The candle flickered again. Alan glanced up at the broken windowpane that had been patched with paper, and through which a small draft insisted on leaking. This was what he needed to remember. The reality of his life, to be held up in ruthless comparison with the wooden grandeur of Violet’s house and the over-gilded halls of Westminster.
He had nothing in common with those people. He wasn’t on their side. To anyone of that station, someone like Alan was only a tool to be used.
Surely Hawthorn’s show of respect was an illusion. Bella’s situation represented the truth of the world. Some toffs might claim to like it when people stood up to them, but it was a lie. Oh, they might enjoy a bit of token banter, but they’d always exert their superiority pretty damn fast if actually challenged. If the natural order of things was threatened.
Or else they wanted to be humiliated, wanted the excitement of feeling themselves degraded by associating—sexually, not socially—with the lower classes.
Alan wasn’t interested in being used as a filthy rag to add grime to someone else’s soul. And he preferred the illusion of degradation the other way around.
A workhouse brat with delusions of vocabulary.
A hot breath escaped Alan’s lips as if it had been jolted loose.
Fuck, fuck. It was even worse than before.
Fortunately, he’d built into his life a way of dealing with the desires he could neither indulge nor ignore. He looked at the candle’s flickering flame for a few moments more, letting the first sentence arrange itself. Then he dipped pen to ink and wrote:
The owner of this remote and ramshackle manor had hair dark and thick as the night in which I found myself stranded. His eyes, lit by the lantern uplifted in his hand, could have been two sapphires set there by a master jeweller. Despite the chill of my wet clothes, despite my entire wretched situation, a thrill of heated excitement seized my body as it was subjected to his cruel regard. His expression, turned as it was upon the no doubt unfortunate figure that I presented, was that of a patient creature who had finally worn its prey to exhaustion and now had the leisure of choosing when to strike: ravenous, intent, and with not a speck of mercy to be found.
6
Jack slipped his much-thumbed copy of Bootblacks and Groundskeepers into an inner pocket of his jacket to read on the train. He also bought a newspaper to disguise it in, on the slim chance that any of the other denizens of his first-class compartment on a midweek train heading to the southeastern corner of Essex were also readers of the Roman.

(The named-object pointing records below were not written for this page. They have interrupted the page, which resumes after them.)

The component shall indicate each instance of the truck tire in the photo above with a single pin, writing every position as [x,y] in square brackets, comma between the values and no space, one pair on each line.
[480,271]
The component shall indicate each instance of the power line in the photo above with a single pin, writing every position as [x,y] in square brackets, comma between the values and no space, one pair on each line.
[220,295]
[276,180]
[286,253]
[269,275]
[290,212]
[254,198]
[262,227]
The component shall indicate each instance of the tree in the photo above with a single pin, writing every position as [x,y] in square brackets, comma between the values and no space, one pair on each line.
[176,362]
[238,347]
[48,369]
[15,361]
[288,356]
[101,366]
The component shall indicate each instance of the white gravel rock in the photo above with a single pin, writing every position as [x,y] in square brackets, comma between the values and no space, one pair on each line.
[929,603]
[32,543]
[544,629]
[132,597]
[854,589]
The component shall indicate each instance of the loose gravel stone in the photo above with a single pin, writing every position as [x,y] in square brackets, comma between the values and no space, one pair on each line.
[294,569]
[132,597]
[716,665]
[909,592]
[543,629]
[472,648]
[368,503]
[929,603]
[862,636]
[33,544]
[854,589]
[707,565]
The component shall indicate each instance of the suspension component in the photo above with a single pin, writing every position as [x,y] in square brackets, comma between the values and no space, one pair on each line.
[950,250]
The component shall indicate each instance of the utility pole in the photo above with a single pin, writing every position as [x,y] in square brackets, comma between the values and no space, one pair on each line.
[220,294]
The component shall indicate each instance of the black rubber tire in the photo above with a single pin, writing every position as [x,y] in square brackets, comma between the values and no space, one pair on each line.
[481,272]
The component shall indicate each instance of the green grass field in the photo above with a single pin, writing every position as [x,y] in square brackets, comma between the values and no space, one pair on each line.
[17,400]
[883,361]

The paper was the Morning Post. He couldn’t justify that, really, except that it arose from the same prickle of prurient interest that had made him burn to reread some of Ross’s erotic work in full knowledge of the author.

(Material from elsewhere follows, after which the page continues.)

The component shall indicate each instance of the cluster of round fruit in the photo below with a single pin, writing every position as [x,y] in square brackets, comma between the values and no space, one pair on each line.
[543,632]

The elderly man sitting across from him from London to Wickford looked liable to remain asleep even if a full brass band marched through the carriage. Unlikely to crack an eye to pass judgement on Jack’s reading material. Jack found himself reading the newspaper anyway. Like Ross himself, the Post made him enjoyably angry—just in the other direction. He kept a mental list of political causes he would donate to out of petty spite because the Post frothed over them.

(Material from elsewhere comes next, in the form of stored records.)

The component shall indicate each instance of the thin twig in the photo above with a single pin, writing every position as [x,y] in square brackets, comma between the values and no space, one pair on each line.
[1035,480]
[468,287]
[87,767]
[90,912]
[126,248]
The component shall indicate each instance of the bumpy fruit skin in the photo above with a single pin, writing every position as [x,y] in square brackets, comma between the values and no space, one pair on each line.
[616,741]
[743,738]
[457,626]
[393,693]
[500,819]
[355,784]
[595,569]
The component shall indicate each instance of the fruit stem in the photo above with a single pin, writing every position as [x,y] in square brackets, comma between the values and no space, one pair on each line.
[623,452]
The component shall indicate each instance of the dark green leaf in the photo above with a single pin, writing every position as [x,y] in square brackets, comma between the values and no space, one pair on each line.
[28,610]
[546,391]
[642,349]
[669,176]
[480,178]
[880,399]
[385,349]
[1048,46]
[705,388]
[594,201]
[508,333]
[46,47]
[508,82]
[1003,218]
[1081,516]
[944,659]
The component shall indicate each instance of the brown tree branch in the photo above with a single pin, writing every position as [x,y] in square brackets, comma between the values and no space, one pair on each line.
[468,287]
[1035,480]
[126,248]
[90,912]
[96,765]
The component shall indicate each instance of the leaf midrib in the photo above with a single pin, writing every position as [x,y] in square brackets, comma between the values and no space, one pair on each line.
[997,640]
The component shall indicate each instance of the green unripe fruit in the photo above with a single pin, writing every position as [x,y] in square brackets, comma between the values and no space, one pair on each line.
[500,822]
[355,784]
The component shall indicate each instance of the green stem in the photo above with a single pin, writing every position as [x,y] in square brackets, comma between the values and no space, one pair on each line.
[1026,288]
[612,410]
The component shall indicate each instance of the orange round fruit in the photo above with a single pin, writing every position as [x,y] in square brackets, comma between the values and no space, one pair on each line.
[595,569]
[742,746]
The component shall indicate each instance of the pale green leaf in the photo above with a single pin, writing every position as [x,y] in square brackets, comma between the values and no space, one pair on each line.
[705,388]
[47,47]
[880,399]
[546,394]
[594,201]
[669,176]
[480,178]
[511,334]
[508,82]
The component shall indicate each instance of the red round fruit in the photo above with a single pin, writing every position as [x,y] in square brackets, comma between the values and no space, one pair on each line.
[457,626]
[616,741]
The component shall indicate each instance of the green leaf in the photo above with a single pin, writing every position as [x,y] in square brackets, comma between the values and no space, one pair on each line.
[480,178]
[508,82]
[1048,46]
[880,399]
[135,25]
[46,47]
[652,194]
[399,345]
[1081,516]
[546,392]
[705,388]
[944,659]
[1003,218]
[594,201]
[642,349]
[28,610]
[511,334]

He had the compartment to himself after changing to the older, pokier car of the local line. It was a fine day, and the South was showing off its summer wardrobe: lush patchworks of grazing green and golden crops sailed past, the vivid pastoral colour all but giving off a harmonious hum that Spinet House would have envied. Morning sunshine warmed the side of Jack’s body through the train window and shone merrily onto the pages of the Roman booklet.